I certainly agree with my noble friend and thank him for that. He is right to point out that the briefs of civil society and sport have been combined before to great effect, and right to point to the fantastic organisations that work at increasing people’s participation in sport and physical activity through charitable and civil society groups.

My Lords, I declare my interest as a trustee of Beacon Collaborative, a charity dedicated to promoting philanthropy. As has been said, Covid highlighted not only the importance of civil society but how fragile its sustainability and financial resilience are. Does the Minister agree that the growth of philanthropy is very desirable to increase support for civil society and, if so, can he tell us what the Government are doing to enable greater giving and philanthropy? Is he confident that the current ministerial arrangements are sufficient to support civil society and the growth of philanthropy, and to gain insights into the needs and values of the sector?
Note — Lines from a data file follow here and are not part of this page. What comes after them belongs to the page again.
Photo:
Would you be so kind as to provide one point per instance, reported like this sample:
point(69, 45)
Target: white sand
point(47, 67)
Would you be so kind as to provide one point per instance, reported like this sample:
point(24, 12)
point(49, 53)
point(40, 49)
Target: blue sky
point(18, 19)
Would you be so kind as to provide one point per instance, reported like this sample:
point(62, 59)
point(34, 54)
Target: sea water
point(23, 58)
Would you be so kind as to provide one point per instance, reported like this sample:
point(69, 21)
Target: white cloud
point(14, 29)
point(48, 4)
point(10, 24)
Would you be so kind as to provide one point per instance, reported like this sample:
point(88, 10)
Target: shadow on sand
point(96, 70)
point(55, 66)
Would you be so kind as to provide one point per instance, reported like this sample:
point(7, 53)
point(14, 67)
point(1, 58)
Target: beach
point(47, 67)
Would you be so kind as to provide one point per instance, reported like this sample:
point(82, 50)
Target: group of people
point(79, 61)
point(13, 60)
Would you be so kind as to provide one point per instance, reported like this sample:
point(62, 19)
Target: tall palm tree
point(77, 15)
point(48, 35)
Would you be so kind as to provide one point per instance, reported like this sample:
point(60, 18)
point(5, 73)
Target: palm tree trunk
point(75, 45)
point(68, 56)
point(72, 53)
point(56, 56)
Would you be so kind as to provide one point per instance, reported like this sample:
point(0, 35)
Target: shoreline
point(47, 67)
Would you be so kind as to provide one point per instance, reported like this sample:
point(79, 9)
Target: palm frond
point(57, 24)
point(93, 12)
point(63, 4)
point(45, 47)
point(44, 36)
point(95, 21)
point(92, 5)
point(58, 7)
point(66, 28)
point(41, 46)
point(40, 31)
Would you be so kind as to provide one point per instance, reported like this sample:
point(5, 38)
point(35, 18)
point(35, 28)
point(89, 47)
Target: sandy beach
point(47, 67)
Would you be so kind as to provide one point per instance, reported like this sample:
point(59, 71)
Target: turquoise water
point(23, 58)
The noble Baroness is right to point to the huge importance of philanthropy in supporting the groups, and to the fantastic work that they do across the country. In addition to the support that the Government gave from the taxpayer, we are keeping a close eye on the health of the sector as it emerges from the pandemic. I am glad to say that the work of the Charity Commission shows that only 1% of charities foresee a critical threat to their survival in the next 12 months. However, we continue to keep a close eye on them.

My Lords, what worries me is the way we are trying to overload the responsibilities of one particular Minister. I think of the Minister for Intergovernmental Relations. I think it should be the Minister for Inter-Gove-rnmental Relations, because he already looks after housing, communities and levelling up. Let us give him Scotland, Wales and England. It is nonsense. Is it not only overworking somebody who does a good job in many ways but denying the younger and newer generation experience at that level to take over major government responsibilities at some time? What are the Minister and the Government thinking about in this sort of situation?

The Minister with responsibility for civil society is my honourable friend Nigel Huddleston, not my right honourable friend Michael Gove, though, as I say, all Ministers across government work with the third sector in the important work they do. I also point out that responsibility for the voluntary sector and volunteering in the Welsh Government is held by two people who combine that with responsibilities for welfare reform, fuel poverty, fire and rescue services, domestic abuse, youth justice, community safety and much else.

My Lords, I declare my interests as set out in the register. As has been said, volunteers have always played an incredible role in British life. I think of the Olympics, the Paralympics, the ongoing Covid pandemic and the tireless efforts of millions of everyday people across the country. Does my noble friend agree that more can be done to harness and galvanise the spirit of volunteering by introducing a framework that links a volunteer’s voice within and across national and local government, and a volunteer champion to protect and recognise achievements, to stand up for their views and interests, and to help order the future functioning of volunteering? Will my noble friend therefore consider appointing a commissioner for volunteering to support the sector and give it the status that it so richly deserves?

My Lords, the Government highly value the contribution of volunteers across the whole of society. We witnessed the huge difference they can make during the pandemic, as well as in the examples my noble friend raised. Volunteers are represented in discussions with government by a variety of sector representatives and bodies, but I will take her interesting suggestion back to my honourable friend the Minister and discuss it. I have also pointed to the volunteering futures fund, which the Government have announced to support more people to volunteer and play their important role.